Lalu, bagaimana dengan persoalan pemakzulan Gibran sebagaimana yang disampaikan Jokowi di media sosial itu? Apakah pemakzulan juga merupakan agenda pihak tertentu? Sekali lagi, ucapan Jokowi dalam upaya menggiring opini dengan cara mengalihkan argumentasi rasionalnya. Jokowi terus berusaha mencari argumen bahwa pamakzulan itu menistakan anaknya.

Kembali ke pemikiran teoritik “bicara di hadapan cermin”, Jokowi berusaha mengabaikan persoalan substansinya. Makanya, harus dibaca sebalinya, atau yang tersirat. Dalam hal ini Jokowi bukan hanya mengabaikan proses politik kontetasi yang merusak tatanan hukum tata negara, tapi juga mengabaikan kualitas diri Gibran yang jauh di bawah kapasitas. Bukan hanya masalah pendidikannya yang juga tidak jelas, tapi kemampuan berfikirnya juga di bawah standar. Perjalanan politiknya – saat menjadi Walikota Solo – juga karbitan. Penuh drama dan rekayasa (simsalabim).

Satu hal yang dibaikan secara apriori, Indonesia yang demikian besar dan penuh tantangan, bagaimana mungkin dihandle oleh seorang bocah yang jauh di bawah kapasitas itu? Apakah jutaan anak negeri taka da yang brilian? Ketika kita saksikan gelombang pemakzulan yang meluas, dari anasir purnawirawan, elemen mahasiswa dan rakyat, mengapa hal itu dilihat sebagai kebencian atau belum bisa move on atas kekalahannya dalam kontestasi pilpres?

Penilaian miris tersebut jelaslah mengabaikan atau tak mau melihat jatidiri Gibran yang – secara faktual – memang jauh di bawah standar sebagai pemimpin nasional.
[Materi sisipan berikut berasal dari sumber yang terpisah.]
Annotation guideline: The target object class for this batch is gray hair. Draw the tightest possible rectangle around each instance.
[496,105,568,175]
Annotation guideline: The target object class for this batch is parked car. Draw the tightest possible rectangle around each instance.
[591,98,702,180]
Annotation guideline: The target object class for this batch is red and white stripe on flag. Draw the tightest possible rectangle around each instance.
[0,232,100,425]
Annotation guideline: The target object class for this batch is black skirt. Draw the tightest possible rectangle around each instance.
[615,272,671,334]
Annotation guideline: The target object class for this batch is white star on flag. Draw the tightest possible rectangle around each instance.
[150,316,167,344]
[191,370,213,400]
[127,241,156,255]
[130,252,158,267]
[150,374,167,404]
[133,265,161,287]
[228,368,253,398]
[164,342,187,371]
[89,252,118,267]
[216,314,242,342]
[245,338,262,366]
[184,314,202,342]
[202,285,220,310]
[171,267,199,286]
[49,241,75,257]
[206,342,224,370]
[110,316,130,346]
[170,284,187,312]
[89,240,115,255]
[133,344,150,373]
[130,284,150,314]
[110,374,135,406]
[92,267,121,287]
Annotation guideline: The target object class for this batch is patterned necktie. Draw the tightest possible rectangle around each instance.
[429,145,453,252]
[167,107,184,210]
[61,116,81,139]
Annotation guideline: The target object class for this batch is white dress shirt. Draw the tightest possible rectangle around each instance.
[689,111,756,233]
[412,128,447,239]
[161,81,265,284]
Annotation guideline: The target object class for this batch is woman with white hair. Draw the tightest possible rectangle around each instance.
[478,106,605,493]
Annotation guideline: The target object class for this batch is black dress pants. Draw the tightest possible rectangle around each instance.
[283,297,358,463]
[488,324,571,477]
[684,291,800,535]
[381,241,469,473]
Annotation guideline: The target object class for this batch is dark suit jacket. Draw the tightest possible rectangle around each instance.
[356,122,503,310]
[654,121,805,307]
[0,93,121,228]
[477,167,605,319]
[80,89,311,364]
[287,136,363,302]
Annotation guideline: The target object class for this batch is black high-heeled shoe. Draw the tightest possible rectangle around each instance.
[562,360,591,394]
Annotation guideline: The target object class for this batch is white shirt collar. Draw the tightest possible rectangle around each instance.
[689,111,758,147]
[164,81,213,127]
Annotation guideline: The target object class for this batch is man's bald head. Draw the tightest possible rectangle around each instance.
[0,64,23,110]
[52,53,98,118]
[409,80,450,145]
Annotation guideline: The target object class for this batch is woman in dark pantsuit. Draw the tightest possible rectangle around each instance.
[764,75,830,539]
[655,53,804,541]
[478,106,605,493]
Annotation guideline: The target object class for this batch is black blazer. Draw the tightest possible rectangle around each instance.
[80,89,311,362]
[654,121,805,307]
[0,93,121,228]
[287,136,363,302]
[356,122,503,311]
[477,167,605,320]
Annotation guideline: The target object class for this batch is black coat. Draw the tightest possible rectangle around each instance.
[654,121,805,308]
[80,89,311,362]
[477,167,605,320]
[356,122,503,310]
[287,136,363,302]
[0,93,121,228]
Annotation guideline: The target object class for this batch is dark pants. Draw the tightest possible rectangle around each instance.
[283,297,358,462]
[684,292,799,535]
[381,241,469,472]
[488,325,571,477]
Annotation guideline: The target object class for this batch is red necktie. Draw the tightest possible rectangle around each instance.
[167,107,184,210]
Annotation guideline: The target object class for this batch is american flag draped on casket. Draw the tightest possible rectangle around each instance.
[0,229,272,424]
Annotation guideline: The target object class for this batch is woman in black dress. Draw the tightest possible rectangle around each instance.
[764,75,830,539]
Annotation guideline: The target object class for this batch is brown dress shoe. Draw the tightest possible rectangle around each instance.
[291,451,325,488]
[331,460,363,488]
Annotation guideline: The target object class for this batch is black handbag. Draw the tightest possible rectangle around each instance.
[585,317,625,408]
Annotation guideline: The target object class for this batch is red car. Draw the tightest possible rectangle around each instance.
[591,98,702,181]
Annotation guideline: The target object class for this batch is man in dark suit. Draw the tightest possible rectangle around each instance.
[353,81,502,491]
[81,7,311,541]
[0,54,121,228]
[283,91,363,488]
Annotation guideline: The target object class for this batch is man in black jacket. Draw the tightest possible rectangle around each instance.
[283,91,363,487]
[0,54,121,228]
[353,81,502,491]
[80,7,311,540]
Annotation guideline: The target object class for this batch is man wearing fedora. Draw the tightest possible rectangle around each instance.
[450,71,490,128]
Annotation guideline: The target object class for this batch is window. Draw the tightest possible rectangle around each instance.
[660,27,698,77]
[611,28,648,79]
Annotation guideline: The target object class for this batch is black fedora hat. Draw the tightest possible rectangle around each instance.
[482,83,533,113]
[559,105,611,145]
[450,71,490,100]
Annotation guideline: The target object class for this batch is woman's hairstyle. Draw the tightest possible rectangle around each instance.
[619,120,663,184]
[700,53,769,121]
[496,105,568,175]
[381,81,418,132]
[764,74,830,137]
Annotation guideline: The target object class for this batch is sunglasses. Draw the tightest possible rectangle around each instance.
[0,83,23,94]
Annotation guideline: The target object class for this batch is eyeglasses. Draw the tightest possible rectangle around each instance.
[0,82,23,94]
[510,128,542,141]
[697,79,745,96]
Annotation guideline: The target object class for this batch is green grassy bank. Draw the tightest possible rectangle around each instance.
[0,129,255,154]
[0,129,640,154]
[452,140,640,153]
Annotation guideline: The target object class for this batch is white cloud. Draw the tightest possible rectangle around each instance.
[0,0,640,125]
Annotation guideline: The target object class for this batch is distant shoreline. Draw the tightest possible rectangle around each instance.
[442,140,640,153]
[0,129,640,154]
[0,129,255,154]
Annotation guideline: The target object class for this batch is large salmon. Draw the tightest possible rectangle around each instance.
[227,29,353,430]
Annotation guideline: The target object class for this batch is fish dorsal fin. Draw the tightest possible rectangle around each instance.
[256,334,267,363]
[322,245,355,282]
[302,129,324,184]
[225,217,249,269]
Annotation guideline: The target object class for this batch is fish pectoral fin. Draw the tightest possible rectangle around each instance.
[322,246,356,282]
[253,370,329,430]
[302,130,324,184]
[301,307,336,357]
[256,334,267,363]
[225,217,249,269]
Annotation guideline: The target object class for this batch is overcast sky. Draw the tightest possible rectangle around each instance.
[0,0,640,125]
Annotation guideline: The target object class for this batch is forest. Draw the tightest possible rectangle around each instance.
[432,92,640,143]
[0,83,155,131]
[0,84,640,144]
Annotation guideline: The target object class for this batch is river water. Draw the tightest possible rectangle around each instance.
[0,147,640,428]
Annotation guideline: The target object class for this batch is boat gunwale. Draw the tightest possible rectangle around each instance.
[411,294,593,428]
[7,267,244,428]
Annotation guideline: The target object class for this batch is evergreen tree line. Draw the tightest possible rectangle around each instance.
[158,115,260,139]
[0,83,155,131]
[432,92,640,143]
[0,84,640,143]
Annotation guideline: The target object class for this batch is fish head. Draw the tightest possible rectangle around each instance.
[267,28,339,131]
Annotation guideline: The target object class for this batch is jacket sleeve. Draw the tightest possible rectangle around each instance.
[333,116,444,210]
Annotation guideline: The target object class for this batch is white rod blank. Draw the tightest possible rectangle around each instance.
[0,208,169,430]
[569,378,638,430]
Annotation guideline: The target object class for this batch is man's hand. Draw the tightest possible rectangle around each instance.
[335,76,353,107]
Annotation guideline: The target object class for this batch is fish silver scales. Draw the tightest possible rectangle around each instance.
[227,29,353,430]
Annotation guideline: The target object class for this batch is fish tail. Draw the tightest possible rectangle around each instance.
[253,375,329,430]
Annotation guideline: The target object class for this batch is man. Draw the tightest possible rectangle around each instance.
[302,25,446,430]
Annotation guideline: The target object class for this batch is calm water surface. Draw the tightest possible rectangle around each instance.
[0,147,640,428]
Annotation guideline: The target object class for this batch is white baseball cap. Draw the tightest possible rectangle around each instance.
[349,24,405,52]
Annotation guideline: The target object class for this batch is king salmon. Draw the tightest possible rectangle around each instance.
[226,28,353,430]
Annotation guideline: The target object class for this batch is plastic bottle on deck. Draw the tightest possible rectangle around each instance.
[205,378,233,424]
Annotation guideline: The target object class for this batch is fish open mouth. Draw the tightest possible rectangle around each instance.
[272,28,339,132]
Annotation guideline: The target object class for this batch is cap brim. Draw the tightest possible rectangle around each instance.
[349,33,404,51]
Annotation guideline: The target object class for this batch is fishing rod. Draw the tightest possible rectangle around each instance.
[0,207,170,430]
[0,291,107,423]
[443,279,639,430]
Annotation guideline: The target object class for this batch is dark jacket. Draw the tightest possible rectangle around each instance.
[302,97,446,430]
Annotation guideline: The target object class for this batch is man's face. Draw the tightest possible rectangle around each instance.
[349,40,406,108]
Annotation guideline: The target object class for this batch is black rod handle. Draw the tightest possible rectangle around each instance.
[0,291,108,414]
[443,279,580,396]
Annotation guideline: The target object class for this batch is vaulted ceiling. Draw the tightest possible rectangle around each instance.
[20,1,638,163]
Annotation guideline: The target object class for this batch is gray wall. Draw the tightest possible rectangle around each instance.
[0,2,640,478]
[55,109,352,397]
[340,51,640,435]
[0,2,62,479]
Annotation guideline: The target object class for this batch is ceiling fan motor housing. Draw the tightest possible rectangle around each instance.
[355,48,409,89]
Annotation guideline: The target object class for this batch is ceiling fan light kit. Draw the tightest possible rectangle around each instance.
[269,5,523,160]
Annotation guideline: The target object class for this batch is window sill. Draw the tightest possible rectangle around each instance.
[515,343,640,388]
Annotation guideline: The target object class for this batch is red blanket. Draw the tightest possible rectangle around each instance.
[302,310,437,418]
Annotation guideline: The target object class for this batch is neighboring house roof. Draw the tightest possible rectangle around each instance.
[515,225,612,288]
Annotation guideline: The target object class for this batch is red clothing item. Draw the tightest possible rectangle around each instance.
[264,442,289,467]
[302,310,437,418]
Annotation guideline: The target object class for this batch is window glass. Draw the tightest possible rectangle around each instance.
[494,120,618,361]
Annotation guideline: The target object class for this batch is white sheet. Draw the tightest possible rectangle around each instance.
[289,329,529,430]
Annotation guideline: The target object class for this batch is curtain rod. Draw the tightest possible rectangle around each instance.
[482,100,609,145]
Perlu kita garis-bawahi, gelombang anti Gibran dalam bentuk upaya pemakzukan adalah refleksi kecintaan terhadap Tanah Air ini. Secara futuristik, mereka sadar akan ketersungkuran negeri ini jika Gibran memimpin. Futurisme ini juga dilandasi pemahaman yang kuat terhadap konstitusi kita: jika Presiden wafat di perjalanan, atau berhalagan tetap, maka sang Wakil Presiden itu naik, menggantikannya (Pasal 8 Ayat 1 UUD 1945).

Itulah kegalauan yang meluas. Jadi, gelombang pemakzulan sejatinya merupakan kesadaran sekaligus wujud nasionalisme yang kuat. Itulah sebabnya, pemakzulan terhadap Gibran adalah keharusan. Demi masa depan bangsa dan negara ini.

Akhirnya, kembali pada pernyataan Jokowi tentang ada agenda besar terhadap kasus ijazah palsu dan pemakzulan, kita wajib membacanya dari sisi sebaliknya. At least, sesuatu yang tersembunya. Implisit. Tersirat. Inilah refleksi maknawi yang perlu kita pahami. Untuk menyadarkan diri kita. Demi keselamatan kepentingan nasional. Jadi, Bukan kebencian personal.